A key part of this deal is that it cleans up the plc and frees up capital so that the plc can invest in higher-return businesses. Glanbia will now be seen and valued as a pure ingredients and performance nutrition business.
Institutional investors like clear business models, prefer lower levels of farmer ownership and pay higher values (price earnings) for ingredients businesses.
As the largest investors in the plc, the question then becomes should farmers welcome this higher valuation? Obviously, the higher the plc is valued, the greater the value of the co-op.
For example, since the announcement last week, shares in Glanbia have soared by 8% or €1/share. With the co-op holding about 100m shares, it means the co-op’s value has increased by €100m in the past week, almost the same value of the 60% they are going to buy.

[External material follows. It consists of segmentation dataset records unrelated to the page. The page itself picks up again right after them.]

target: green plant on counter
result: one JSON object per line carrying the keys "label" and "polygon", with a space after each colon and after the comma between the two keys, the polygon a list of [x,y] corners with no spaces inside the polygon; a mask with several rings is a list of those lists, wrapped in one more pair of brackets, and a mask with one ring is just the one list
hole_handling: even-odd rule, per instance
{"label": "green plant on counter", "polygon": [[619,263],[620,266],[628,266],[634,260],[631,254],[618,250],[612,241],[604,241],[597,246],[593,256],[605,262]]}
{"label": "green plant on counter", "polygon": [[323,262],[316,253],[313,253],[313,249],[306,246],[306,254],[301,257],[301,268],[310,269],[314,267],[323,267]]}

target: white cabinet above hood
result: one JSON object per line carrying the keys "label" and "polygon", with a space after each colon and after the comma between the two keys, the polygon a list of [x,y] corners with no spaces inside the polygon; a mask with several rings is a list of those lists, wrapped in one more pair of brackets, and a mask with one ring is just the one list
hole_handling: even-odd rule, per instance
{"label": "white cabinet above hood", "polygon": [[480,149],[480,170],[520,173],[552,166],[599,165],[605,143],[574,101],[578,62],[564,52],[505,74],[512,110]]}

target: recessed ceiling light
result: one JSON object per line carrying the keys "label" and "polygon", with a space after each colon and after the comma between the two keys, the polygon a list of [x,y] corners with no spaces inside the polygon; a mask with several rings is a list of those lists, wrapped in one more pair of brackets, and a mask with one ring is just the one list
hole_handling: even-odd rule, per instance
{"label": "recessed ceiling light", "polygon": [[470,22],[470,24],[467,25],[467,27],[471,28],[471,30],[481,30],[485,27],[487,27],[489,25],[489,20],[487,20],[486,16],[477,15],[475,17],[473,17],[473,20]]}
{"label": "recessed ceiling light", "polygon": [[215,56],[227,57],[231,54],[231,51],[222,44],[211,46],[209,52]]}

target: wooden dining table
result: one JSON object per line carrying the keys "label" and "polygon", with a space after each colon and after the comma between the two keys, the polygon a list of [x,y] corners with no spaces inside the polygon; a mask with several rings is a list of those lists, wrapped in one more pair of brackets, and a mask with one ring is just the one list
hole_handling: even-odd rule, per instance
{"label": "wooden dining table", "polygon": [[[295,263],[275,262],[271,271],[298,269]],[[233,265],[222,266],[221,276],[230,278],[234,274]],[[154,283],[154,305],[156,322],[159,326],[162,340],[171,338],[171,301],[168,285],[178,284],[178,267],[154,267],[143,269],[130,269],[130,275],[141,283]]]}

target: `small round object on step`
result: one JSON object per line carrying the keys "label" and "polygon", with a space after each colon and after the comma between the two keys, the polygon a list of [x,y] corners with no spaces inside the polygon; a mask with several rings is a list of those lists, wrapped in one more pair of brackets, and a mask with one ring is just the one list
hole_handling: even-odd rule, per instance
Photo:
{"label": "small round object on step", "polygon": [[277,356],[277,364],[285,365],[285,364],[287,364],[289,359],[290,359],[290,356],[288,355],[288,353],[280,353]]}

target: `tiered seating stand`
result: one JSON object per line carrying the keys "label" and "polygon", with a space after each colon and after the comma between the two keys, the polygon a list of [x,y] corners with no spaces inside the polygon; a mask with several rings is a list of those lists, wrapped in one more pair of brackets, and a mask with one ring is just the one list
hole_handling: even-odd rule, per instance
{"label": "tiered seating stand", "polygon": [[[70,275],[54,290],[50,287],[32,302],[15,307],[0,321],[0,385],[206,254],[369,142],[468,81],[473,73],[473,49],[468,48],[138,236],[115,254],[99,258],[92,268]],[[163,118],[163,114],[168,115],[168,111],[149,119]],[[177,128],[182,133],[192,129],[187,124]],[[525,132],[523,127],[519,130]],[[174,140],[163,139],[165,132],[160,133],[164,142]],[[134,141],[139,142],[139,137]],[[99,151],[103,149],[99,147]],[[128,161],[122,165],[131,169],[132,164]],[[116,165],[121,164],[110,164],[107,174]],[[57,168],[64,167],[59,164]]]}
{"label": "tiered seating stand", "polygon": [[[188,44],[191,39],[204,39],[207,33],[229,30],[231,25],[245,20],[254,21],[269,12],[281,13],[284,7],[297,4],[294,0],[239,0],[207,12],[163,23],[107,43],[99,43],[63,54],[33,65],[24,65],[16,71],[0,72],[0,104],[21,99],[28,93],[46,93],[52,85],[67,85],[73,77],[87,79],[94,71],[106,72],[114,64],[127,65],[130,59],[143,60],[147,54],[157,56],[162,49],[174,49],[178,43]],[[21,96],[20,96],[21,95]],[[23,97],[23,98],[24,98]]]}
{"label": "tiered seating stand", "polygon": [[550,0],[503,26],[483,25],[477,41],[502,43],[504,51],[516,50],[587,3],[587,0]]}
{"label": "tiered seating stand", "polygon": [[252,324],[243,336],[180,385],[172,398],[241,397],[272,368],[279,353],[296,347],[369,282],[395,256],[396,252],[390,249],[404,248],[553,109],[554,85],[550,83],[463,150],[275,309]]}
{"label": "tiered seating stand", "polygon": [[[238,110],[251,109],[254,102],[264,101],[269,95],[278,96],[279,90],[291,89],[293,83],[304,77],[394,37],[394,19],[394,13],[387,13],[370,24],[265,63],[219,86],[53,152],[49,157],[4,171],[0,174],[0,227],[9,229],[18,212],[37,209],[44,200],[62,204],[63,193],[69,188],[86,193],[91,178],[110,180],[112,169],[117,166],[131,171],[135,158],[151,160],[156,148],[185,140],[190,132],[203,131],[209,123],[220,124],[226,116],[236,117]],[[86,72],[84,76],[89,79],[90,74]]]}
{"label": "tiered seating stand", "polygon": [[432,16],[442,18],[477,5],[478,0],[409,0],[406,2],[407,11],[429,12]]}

The next question then becomes if this such a good deal, is valued fairly and is positive for the plc, why do farmers need a share spin-out sweetener to get this deal across the line?
Following the last spin-out two years ago, technically the co-op has the leeway to sell a further 3% of its plc shares to buy this business without going to shareholders. But the co-op is also proposing that an additional 2% be spun out, so a vote is needed.
For the dairy farmer, the deal to buy 60% of a consumer foods business makes pretty good sense. The dairy farmer has seen the value of having a well-invested processing arm, which did not require him/her to put his hand in his pocket to build. He/she has also seen the value of the milk supports during 2015 and 2016, when about €35m per year was paid out, the equivalent of almost 2c/l.
However, the dry shareholder, typically livestock or tillage, may feel a little short-changed. After all, what use is a cheese plant or powder plant to him/her?
While they do get an annual co-op dividend of about 10c per share, they also receive top-ups on grain (€10/t), and rebates on feed and fertiliser (€7/t). The plc share spin-out, which will yield €2,500 for every 1,000 co-op shares held even by a dry shareholder, will no doubt help sway their vote.
Then the last piece of this very complex jigsaw will be why the need to create a €40m member support fund? After all, this is farmers’ money that the co-op will use over time to support prices when markets are weak.
Clearly this brings a non-market dimension into the pricing of grain, feed, milk and fertiliser. It was particularly seen last year when Glanbia plc paid the market price for grain before the co-op boosted the price by €10/t. This distorted the market, forcing other merchants and co-ops to pay over the odds for grain. While this is positive for the farmer (in the short term), it may not be in the long-term interest of the wider industry.
The next question is how will the money flow back to farmers. Farmers must trade with the co-op to gain their share of the dividend coming from their investment in the co-op and hence plc. However, it becomes even more complex. If two farmers are equal co-op shareholders, but one has double the cows and milk of the other, then the larger farmer receives a larger dividend through member supports. Farmers may question if this is equitable and in the co-op way.
Then with all this spinning out, there is the final question of what is the minimum stake the co-op should continue to hold in the plc?
Shareholders might ask what is the benefit of owning a 30% investment in a plc, when the only direct tangible benefit is that it will return a dividend of about €11m to the co-op each year.
However, since this news broke last week, it has been rumoured that a multinational could make a takeover bid for Glanbia’s sports nutrition and ingredients business.
While very much speculation, it is something that could become reality in the future, which farmers may need to consider. The co-op’s 36% stake in the plc is worth about €2bn. If this did happen the co-op would have the first choice to buy out the 40% plc share of Glanbia Ireland.
In doing this, they would have plenty of change from €1bn, leaving a very full cheque book to allow further acquisitions in excess of €1bn.
If the co-op took back full control of Glanbia Ireland, which is estimated to make €48m, this loss of the plc dividend could be made up by the gain of the plc share of the €48m profits. As Glanbia plc is still growing at double-digit rates, the co-ops investment is increasing too.
Alternatively, instead of buying a business, if it ever sold its shares, the co-op could write a cheque for €130,000 to each of its 15,000 shareholders. While the dry shareholders may welcome this outcome, as any farmer knows, you can only sell a field once.